Germany's most famous race track became known as the "Green Hell," and the Nürburgring was meant to enjoy a blooming future as a leisure and business center. But the mega-project now faces closure.
Plenty of VIPs from the worlds of politics, business, and motor sport were on hand on July 9th, 2009, as the shiny new pleasure park at the Nurbürgring in the Eifel region was opened to plenty of fanfare. In only two years, this imposing complex was raised from the ground in this remote part of the German state of Rhineland-Palatinate.
Apart from a new grandstand, the center boasted a promenade, two hotels, a holiday home complex, and sundry restaurants. There was also a large disco, a casino, and large concert venue.

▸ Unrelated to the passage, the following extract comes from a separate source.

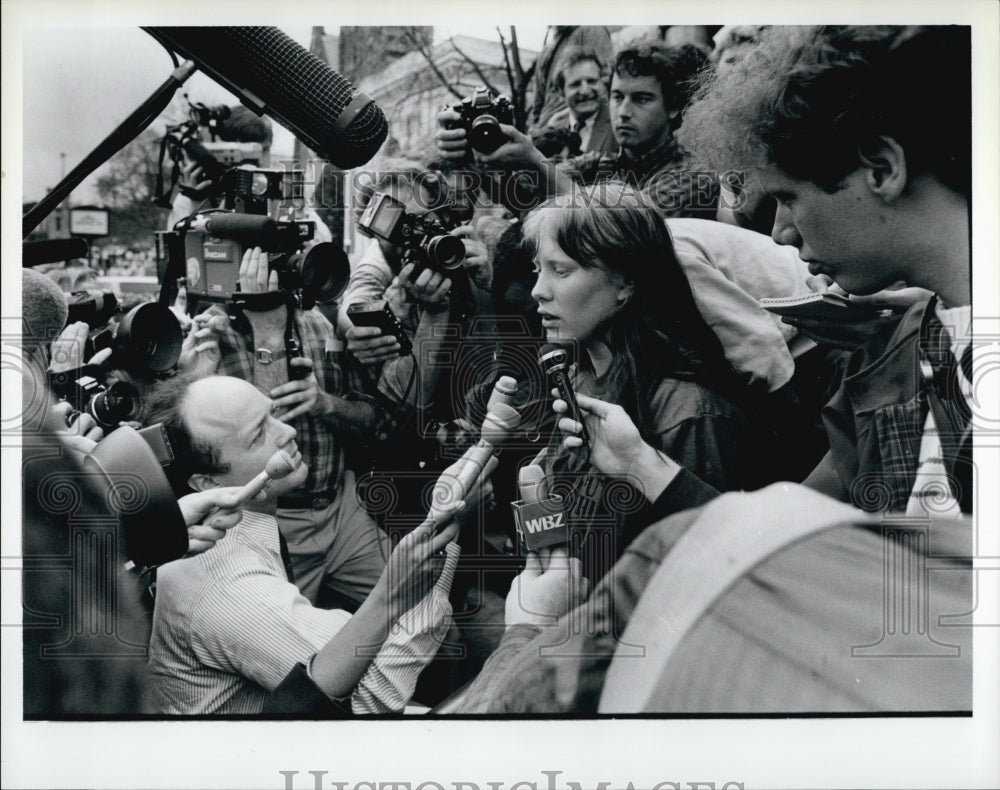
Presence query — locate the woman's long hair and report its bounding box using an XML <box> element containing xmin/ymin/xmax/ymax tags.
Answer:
<box><xmin>524</xmin><ymin>183</ymin><xmax>747</xmax><ymax>441</ymax></box>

The former Formula 1 driver Hans-Joachim Stuck was impressed, for one. "I think it's great," he told Deutsche Welle at the time. "The Eifel region, whose infrastructure is not as well developed, will definitely profit from it. It's a courageous decision, and we all hope that it'll pay off."
More than a motor sport Mecca
Races have been held at the Nürburgring, 60 kilometers outside Bonn, since 1927. Scottish Formula 1 legend Jackie Stewart gave the winding, hilly circuit is epithet the "Green Hell." It became the venue for hundreds of close, exciting races. There were also a few tragic accidents, and there were major consequences after Niki Lauda's near fatal crash on the "Northern Loop" at the 1976 Grand Prix, which he only escaped with severe burns. The 21-kilometer course was no longer deemed safe enough for motor sport's flagship race. A five-kilometer Grand Prix circuit was built and went into operation in 1984.
German motor sport experienced a renaissance in the mid-1990s, partly because of the hype surrounding Michael Schumacher. A variety of modifications to the Nürburgring track turned it into one of the most modern racing circuits in Europe.
But even before then, it was recognized that motor sport was not everything. The complex has been a Mecca for music fans since 1985, and tens of thousands still travel to the "Rock am Ring" festival every summer. This and other successful events encouraged the management to forge new plans, which in 2004 became known as the "Nürburgring 2009" project.
"What we're calling Nürburgring 2009 is the logical development of our growth strategy," said Walter Kafitz, then-CEO of the Nürburgring company, in a DW interview four years ago. By that time, the area was already a giant construction site, with an estimated investment of 215 million euros ($264 million). Private investors were to contribute 80 million euros. But costs exploded and no big private investor appeared. The state of Rhineland-Palatinate, the major stakeholder with 90 percent, was forced to inject more and more money to secure the project.
The regional government was able to find a private operator to take over the running of the Nürburgring. It was meant to bind together the various attractions of the leisure complex and run them more efficiently. But the visitors stayed away. As a consequence, workers were made redundant and the park was closed in the winter months. The leaseholders were no longer able to pay the rent. The contract with the operators of the crisis-ridden ring was finally cancelled in February 2012.
Broken promises and disappointed hopes
Now, on July 18, 2012, the final act of the Nürburgring drama seems to have begun. The European Commission in Brussels refused to grant the state of Rhineland-Palatinate the right to throw another 13 million euros into the project. The Nürburgring needed the money to survive six more months. Since the circuit now faces being unable to pay its bills at the end of the month, State Premier Kurt Beck has pulled the emergency brake and declared insolvency.
It was a political fiasco for Beck. The ambitious project was meant to be a flagship for the Social Democratic Party state leader. He regularly promised that it would not cost the taxpayer a cent - a promise as broken as the one that assured economic recovery in the region. The Nürburgring was meant to create some 3,000 new jobs, 500 of them on site.
For those living around the circuit - long used to bad news - the bankruptcy has come as a shock. "The whole of Nürburg lives off the ring. Now the region itself might go down the drain," said Mayor Reinhold Schüssler in a statement in the local Trierischer Volksfreund newspaper.
Fear has been spreading. "I depend on the ring 100 percent," said the owner of a local hotel. "We've only ever had spectators from the racing track as guests. I can't turn it into a spa hotel at my age." One local gas station owner added, "If some rich Russian comes along and rents it as his hobby track, I'll be gone in three months."
Manfred Sattler, head of the Koblenz Chamber of Trade and Industry and amateur racing driver, still has some hope. "After all the years with the current operators, the Nürburgring deserves to be used by professionals again and motor sport needs to be put at center stage."
A return to motor sport is also the aim of "Save the Ring," a lobby group made up of racing teams, tourist drivers, clubs and companies that had vehemently opposed it being built up into the so-called "Nürodisney." But despite the apparent devastation of the 2009 project, it does look as if the cars will once again be whizzing around the Nürburgring soon. Formula 1 boss Bernie Ecclestone has already signalled his intention of staging the German Grand Prix here again in 2013. The "Rock am Ring" organizer wants to continue too. He is expecting the future owners of the circuit to see it the same way. Hope, as always, dies last.